Cristãos, homem e mulher, são pessoas dispostas a assumir o Evangelho do Reino pregado por Jesus Cristo a quem tomam como referência absoluta de suas vidas. Para eles, não há outra boa-nova que possa ser colocada ao lado ou acima da que foi por Ele anunciada. A fé cristã não é mero sentimento; é uma prática de vida que comporta a descoberta e o encontro do Deus vivo. Só o descobre quem o vê em Jesus Cristo. O encontro com Ele faz exigência de conversão. A conversão não se restringe a uma etapa da vida; é um processo de progressivo amadurecimento. Na medida em que a conversão se radicaliza, cresce a fé. Esta afirmação pode-se deduzir das primeiras palavras de Jesus Cristo ao inaugurar seu ministério público: "Convertam-se e acreditem no Evangelho (Mc 1,15)."
Segui-lo implica, antes de tudo, profunda mudança na orientação da vida; implica, ainda, deixar as seguranças em que nos apoiamos e que podem impedir nosso compromisso com Ele de aceitar seu projeto de vida nova.
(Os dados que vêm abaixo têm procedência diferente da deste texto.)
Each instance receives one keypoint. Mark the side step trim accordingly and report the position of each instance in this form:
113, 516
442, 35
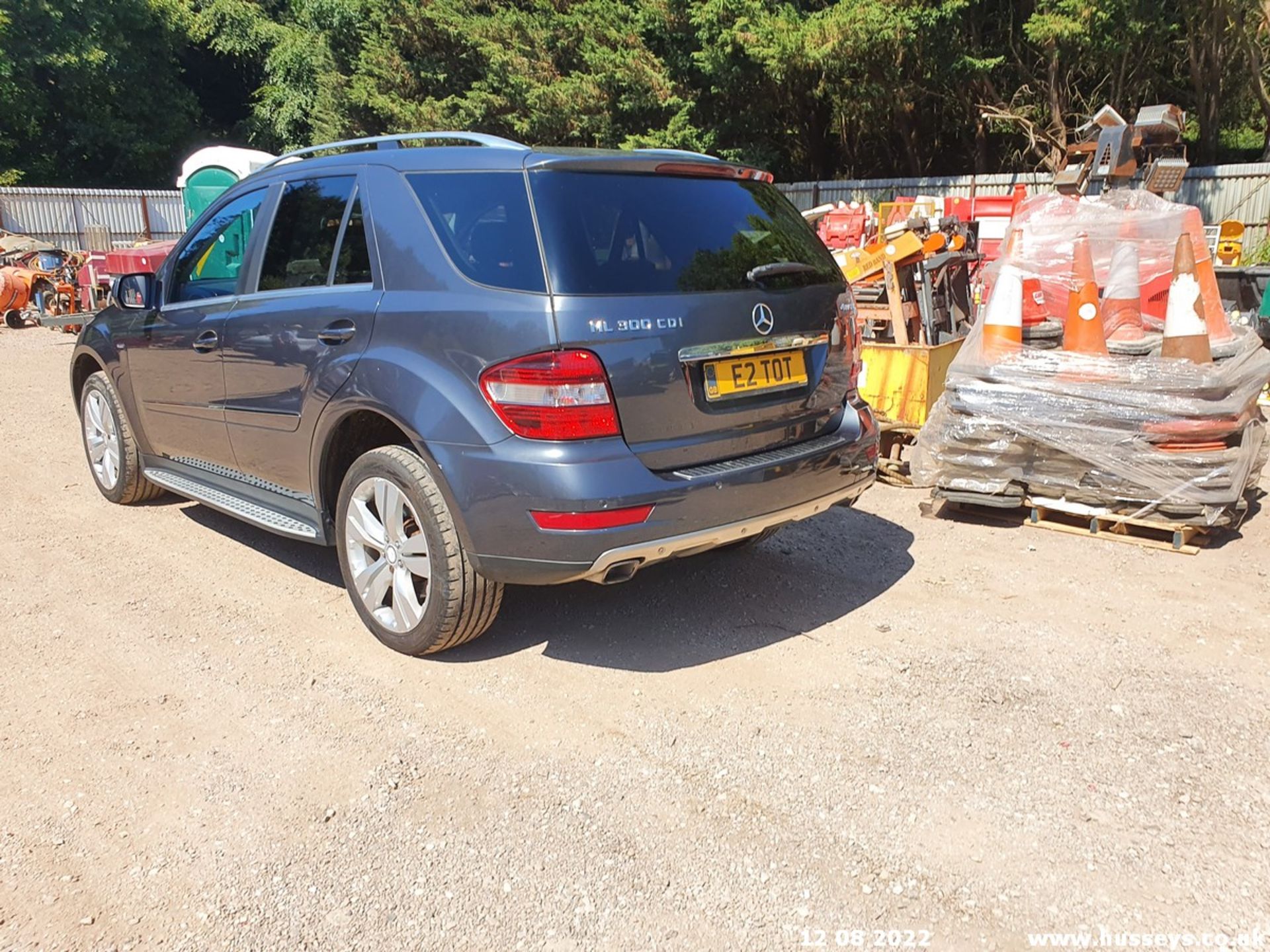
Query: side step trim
233, 506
O maior acontecimento da história da salvação é a Páscoa, a passagem, através da morte, à vida nova: "morrer com Cristo para ressuscitar com. Ele". É quando o ano litúrgico alcança seu ponto mais alto. Aí está a importância da Quaresma: preparar-nos para celebrar O acontecimento da nossa fé, tempo favorável a este nosso amadurecimento. Necessário começar por ouvir a voz dos profetas: "Rasgai os vossos corações e não as vestes” (Joel, 12,13) ou segundo a expressão de Ezequiel: "No lugar do coração de pedra colocarei um coração de carne (Ez 11, 19). Eles não se cansam de lembrar que a religião querida por Deus é a do coração. As exigências da fé empenham todas as energias e a pessoa toda (pensamento, sentimento, conduta) na aceitação da vontade divina. Não é empenho de um só dia, mas de cada dia por toda a vida e através de uma conversão sempre mais lúcida.